GENTLE COUNTRY

Twas a nice, well-furnished house that he lived in. The kitchen took up just enough space: not too little as in completely cramped and hopelessly unergonomic, not too big as in overly vain and extravagant. It was just the right size, with a brazen stove, an arctic freezer and an impeccable sink without the slightest trace of leaks. Above the sink was a large window, which revealed a lush garden with a majestic oak and innumerable flowers of every shape, size and colour imaginable. The birds chirped happily as they fussed over their nests perched atop the tree’s powerful limbs while bumblebees darted to and fro, zealously engaged in their usual mindless busy-bodying.

The Gentleman stood at the sink, with a cloth over his shoulder and his hands holding a china plate under the trickling faucet. Here was a tired old man, with thinning hair and a bushy, silvery moustache; a man who had spent his whole life working toward owning this paradise of a house, only to find out that his two children cared very little for it. Indeed, when those teenagers of his weren’t shuttered away in their sumptuous rooms, they scurried throughout the house, bickering seamlessly as they went.

Whenever the Gentleman tried to quell the quarrels, both belligerents showered him with abuse. He never cared enough about their problems, or so they claimed while standing in the majestic dwelling he had provided for them. Besides, his advice was useless. It was antiquated and obsolete.

And so one day the Gentleman couldn’t take it anymore. He tore off the clock hanging over the kitchen sink and he popped it open. He took a hold of the minute and hour hands and snapped them out, so that only the seconds would remain. Upon grasping the second hand he hesitated and eventually let go. He wasn’t brave or dumb enough to bring himself to make time stand still, but this was close enough: the household would now relive the same minute over and over again. That was all he would have to deal with from that point on.

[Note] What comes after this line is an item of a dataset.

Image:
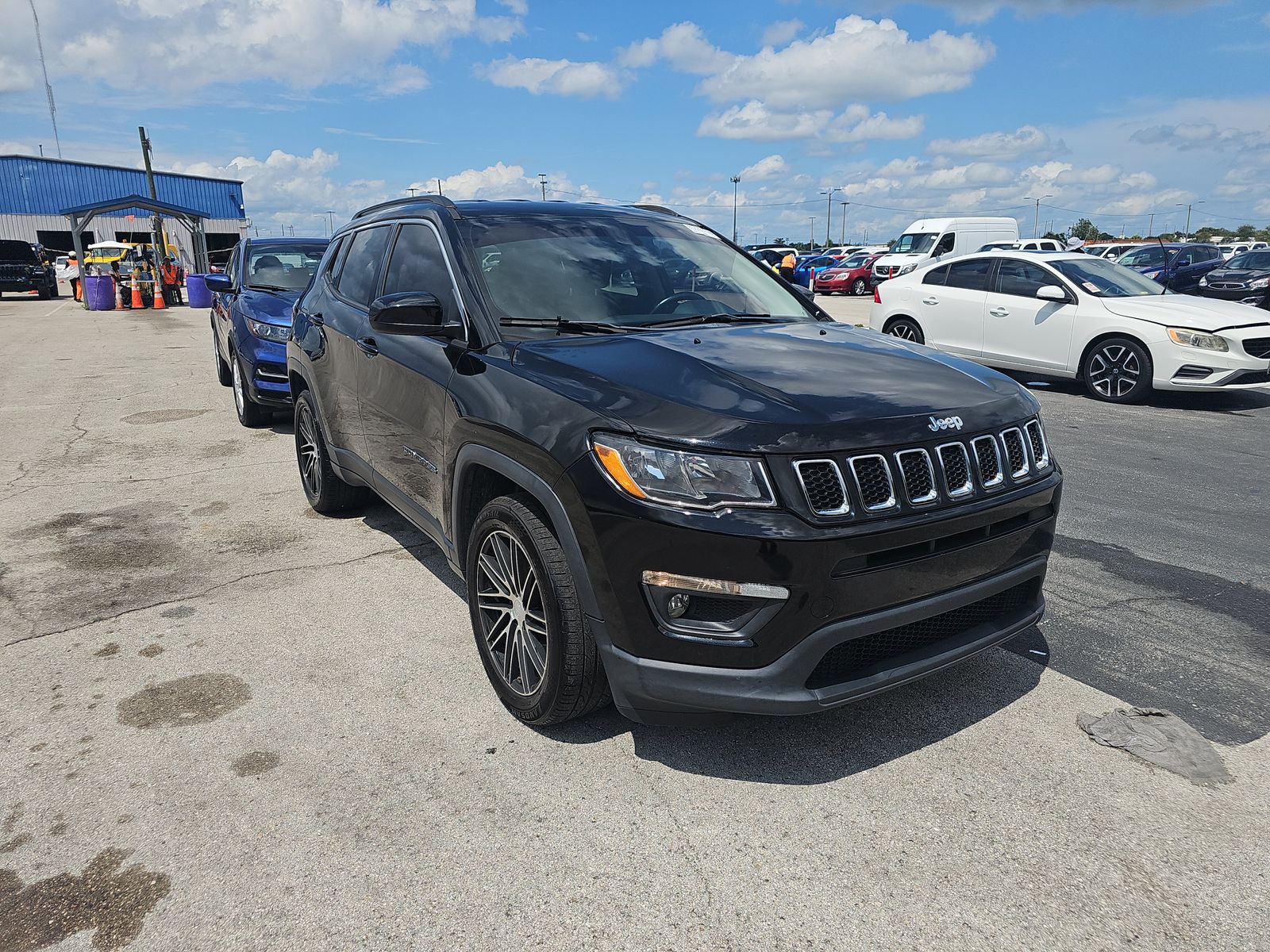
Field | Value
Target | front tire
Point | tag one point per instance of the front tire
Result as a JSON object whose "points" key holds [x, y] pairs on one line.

He made sure to do so during a precious lull in the hour-long argument currently taking place at the feet of the staircase. It was one of those moments, when one of the teenagers struggled to come up with a rebuttal to what the other had said: they could only glare at each other, fumingly and silently. It was at that moment that the Gentleman disabled the clock and thus tweaked the continuum of time and space in his favour.

Thus he set the clock back over the window and went back to the dishes. The seconds ticked and tocked; each time the hand struck the big “12”, the household would relive the same moment all over again. The two teenagers would face off, fists clenched and teeth gritted, but they would be unable to say anything. The same song would chirp from the beaks of the birds outside, the same exact breeze would course through the half-open window and make the curtains wave in precisely the same laid-back, free-flowing manner than sixty seconds prior.

Those two teenagers of his would be mercifully quiet. As for the Gentleman, he would pick up the same old rag and wipe the same china plate at the bottom of the sink. The same particles of water would trickle out of the faucet. They would drop squarely in the exact same locations on the smooth, stainless surface.

Yes, this is what the Gentleman chose to do forever and ever: he would scrape off the filth until the pearly white dish was wholly unblemished, he would rinse it as thoroughly as he could and he would set it gently on the drying rack, in just the right compartment as to ensure that it wouldn’t fall or be damaged by the addition of other objects.

However, sixty seconds later that particular plate would be right back in the sink and the cycle would repeat itself. It would have seemed futile to some, and completely absurd to most people. But this was the way in which the Gentleman decided to stop trying to resolve the never-ending conflict that ravaged his family.

He gave up on making them see how much they had to be thankful for, how hard he had worked to make them happy. He chose to put all of that behind him. He chose to spend the rest of eternity doing the dishes.

Twas a pity, that this was the only thing he could ever get right in that big, nice house of his…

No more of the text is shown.